A 27 ans il reprend donc ses études, bénéficiant d’un programme de gratuité pour service rendu à la patrie. Il soutient son doctorat à la Columbia Université, postule à Atlanta, au Spelman College qui n’accueille derrière ses barbelés que des jeunes filles noires, s’engage aussitôt dans la lutte pour la reconnaissance des droits civiques des noirs. Au passage, Martin Duberman nous livre une superbe étude des positions des intellectuels de l’époque sur la question noire, dont celle de Faulkner, qui ne trouvait rien à redire à cette ségrégation pourvu que l’état fédéral acceptât de mieux financer les universités noires qui, en effet, ne percevaient que 0,66% de la manne dévolue aux universités américaines... Ou Schlesinger, condamnant le "dogmatisme" des militants noirs, trop pressés (!) à ses yeux de recouvrer leurs droits et à qui il recommandait davantage de patience…

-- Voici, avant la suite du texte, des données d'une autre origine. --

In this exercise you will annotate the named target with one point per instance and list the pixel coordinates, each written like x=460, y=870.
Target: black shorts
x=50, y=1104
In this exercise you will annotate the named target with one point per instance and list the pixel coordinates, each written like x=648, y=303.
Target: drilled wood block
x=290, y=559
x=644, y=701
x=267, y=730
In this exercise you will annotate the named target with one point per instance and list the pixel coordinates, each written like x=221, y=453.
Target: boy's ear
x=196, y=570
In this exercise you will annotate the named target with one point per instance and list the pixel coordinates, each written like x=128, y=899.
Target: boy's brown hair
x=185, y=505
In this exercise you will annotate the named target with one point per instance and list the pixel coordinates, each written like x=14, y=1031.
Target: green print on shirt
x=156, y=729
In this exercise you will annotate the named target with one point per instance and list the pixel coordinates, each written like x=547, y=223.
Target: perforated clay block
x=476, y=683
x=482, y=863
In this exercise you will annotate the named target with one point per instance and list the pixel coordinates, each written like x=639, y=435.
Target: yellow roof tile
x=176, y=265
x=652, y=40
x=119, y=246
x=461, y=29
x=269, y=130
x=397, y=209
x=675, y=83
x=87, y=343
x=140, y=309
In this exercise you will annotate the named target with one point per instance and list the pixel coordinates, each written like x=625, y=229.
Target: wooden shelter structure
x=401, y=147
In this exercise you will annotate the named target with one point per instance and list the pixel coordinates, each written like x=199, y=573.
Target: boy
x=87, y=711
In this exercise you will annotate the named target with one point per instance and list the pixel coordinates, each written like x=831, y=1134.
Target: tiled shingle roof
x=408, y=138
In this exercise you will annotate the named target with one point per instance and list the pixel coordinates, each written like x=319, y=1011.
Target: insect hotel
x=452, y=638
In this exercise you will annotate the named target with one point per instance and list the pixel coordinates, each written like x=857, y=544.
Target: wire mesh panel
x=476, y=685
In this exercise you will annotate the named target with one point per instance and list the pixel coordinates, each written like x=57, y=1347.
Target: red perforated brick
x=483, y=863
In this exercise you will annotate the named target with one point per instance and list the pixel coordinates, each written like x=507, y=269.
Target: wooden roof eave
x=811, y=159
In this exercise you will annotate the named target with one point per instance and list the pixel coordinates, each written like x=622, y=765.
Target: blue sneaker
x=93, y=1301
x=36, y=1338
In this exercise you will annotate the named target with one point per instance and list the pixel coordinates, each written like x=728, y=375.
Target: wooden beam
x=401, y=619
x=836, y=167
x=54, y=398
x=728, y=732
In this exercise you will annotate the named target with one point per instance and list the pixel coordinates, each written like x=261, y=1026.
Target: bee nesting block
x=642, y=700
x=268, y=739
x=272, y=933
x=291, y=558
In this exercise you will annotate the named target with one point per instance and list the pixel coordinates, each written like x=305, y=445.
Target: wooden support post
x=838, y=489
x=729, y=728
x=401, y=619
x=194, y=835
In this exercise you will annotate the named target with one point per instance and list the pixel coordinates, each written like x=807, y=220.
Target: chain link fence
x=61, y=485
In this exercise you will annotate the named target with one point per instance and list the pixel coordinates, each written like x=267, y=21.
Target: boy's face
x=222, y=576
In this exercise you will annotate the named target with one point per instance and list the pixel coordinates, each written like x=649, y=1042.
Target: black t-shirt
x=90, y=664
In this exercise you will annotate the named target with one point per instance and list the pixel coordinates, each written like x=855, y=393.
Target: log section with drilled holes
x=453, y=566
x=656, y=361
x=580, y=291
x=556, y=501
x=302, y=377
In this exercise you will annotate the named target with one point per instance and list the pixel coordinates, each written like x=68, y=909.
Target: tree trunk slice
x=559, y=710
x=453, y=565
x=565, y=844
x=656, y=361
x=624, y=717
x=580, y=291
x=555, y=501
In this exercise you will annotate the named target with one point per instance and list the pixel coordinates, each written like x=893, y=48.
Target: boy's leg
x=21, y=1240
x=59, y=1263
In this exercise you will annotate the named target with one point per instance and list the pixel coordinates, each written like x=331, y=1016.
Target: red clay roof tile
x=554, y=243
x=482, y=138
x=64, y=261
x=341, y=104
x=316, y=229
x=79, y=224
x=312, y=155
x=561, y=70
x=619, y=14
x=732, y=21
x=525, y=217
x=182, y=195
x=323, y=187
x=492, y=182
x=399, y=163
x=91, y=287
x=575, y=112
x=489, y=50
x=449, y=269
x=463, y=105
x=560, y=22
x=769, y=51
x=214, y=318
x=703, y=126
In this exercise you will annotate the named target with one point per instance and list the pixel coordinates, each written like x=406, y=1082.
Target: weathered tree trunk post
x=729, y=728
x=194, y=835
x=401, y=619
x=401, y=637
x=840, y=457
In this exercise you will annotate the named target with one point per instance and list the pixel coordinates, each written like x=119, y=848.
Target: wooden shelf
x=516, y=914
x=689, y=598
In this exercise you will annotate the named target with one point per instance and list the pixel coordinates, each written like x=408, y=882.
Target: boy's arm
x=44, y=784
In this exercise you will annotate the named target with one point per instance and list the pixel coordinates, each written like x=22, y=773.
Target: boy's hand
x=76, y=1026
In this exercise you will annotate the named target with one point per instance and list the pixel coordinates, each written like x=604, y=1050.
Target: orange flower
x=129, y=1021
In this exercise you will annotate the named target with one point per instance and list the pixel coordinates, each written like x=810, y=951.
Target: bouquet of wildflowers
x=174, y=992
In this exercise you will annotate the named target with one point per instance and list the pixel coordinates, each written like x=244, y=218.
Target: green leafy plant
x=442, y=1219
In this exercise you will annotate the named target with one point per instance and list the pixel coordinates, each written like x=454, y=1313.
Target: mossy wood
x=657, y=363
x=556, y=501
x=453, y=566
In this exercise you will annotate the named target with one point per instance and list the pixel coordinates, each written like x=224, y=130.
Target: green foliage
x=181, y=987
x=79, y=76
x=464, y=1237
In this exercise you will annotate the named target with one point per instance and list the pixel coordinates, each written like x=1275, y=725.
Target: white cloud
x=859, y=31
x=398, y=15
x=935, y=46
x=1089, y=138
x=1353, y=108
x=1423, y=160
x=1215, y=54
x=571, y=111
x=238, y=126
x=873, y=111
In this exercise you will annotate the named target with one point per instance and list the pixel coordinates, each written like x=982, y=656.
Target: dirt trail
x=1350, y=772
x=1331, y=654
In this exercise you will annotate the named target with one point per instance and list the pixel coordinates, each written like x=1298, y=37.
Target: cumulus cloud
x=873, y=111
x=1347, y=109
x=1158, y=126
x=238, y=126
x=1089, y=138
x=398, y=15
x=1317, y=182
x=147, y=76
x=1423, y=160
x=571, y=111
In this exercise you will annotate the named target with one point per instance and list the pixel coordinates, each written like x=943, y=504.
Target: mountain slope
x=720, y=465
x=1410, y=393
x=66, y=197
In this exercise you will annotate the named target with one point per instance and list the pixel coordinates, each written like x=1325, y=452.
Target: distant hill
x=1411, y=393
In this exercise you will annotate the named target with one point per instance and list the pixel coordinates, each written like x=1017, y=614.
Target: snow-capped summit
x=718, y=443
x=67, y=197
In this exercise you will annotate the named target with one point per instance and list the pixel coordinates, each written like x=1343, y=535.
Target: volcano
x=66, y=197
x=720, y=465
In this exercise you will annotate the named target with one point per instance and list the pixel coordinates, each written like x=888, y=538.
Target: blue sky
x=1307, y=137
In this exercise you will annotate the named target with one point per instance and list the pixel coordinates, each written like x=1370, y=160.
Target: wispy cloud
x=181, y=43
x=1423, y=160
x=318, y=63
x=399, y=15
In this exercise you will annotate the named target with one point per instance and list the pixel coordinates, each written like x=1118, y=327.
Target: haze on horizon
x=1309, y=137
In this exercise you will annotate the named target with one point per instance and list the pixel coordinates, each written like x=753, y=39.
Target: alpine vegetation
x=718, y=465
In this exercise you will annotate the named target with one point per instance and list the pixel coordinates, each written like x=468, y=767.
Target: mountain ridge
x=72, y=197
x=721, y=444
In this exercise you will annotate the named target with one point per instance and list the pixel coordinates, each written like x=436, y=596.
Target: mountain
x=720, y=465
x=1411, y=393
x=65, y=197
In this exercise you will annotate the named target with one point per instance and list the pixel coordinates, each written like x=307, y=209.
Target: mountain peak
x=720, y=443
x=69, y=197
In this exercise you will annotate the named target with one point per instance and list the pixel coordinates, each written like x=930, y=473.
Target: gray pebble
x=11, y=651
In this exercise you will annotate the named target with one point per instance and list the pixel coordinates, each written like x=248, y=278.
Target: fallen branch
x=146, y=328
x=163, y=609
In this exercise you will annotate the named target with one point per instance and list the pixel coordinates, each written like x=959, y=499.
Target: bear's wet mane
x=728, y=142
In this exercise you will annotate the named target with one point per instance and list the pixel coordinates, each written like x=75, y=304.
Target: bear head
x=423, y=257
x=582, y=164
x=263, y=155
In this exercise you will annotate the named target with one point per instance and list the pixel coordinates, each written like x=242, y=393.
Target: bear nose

Howard, lui, face à "l’exquise courtoisie des Blancs du Sud", s’engageait totalement dans ce premier combat victorieux. Nous le suivons pas à pas, n’oubliant jamais les raisons de son engagement universitaire, même lorsqu’il sera nommé chercheur à Harvard, ce que d’aucuns auraient pris pour une consécration. Lui reviendra bien vite à Atlanta, avant de se voir limogé du fait de son activisme. C’est que Howard ne voulait pas simplement se payer de vains mots mais agir, concrètement, et très concrètement voulait peser sur l’ordre social américain, bien loin de ces engagements politiques de la génération 68 en France par exemple, qui n’aura rien touché à l’ordre social français. C’est qu’écrire l’Histoire, pour Zinn, ne s’entendait pas d’une posture purement théorique, n’engageant qu’aux controverses de salon ou aux stratégies de positons au sein du monde universitaire. Engagé dans sa vie d’abord, il en fera de même tant dans la conception du travail intellectuel qu’il va déployer, que de son rôle au sein de la poussiéreuse American Historical Association (AHA), regroupant les universitaires de sa discipline. Toute sa vie Zinn militera pour la réformer, posant la question de la prétendue objectivité savante, pitoyable cache sexe à ses yeux, Zinn ne cessant de rappeler à ses confrères leurs choix douteux à chaque grand moment de l’Histoire, comme celui du mouvement des Historiens "objectifs" qui, en 14-18, mirent sur pied le National Board for Historical Service, destiné à fournir au grand public des "informations fiables" sur la guerre, à savoir : 33 millions de brochures expliquant le rôle vertueux joué par les Etats-Unis dans ce conflit… Idem en 39-45 autour de la notion de Guerre Juste. Idem en 1961, quand le président de l’AHA déclarait que "l’abus d’autocritique affaiblit un peuple"… Oscillant toute sa vie entre marxisme et anarchie, Zinn sera resté d’un bout à l’autre exemplaire dans ses engagements, affirmant sans jamais faiblir que "demeurer un être humain est plus important qu’être historien".
Howard Zinn : Une vie à gauche, de Martin Duberman, traduction de Thomas Déri, éditions Lux, mais 2013, coll. Mémoire de l’Amérique, 392 pages, 24 euros, ISBN-13: 978-2895961635.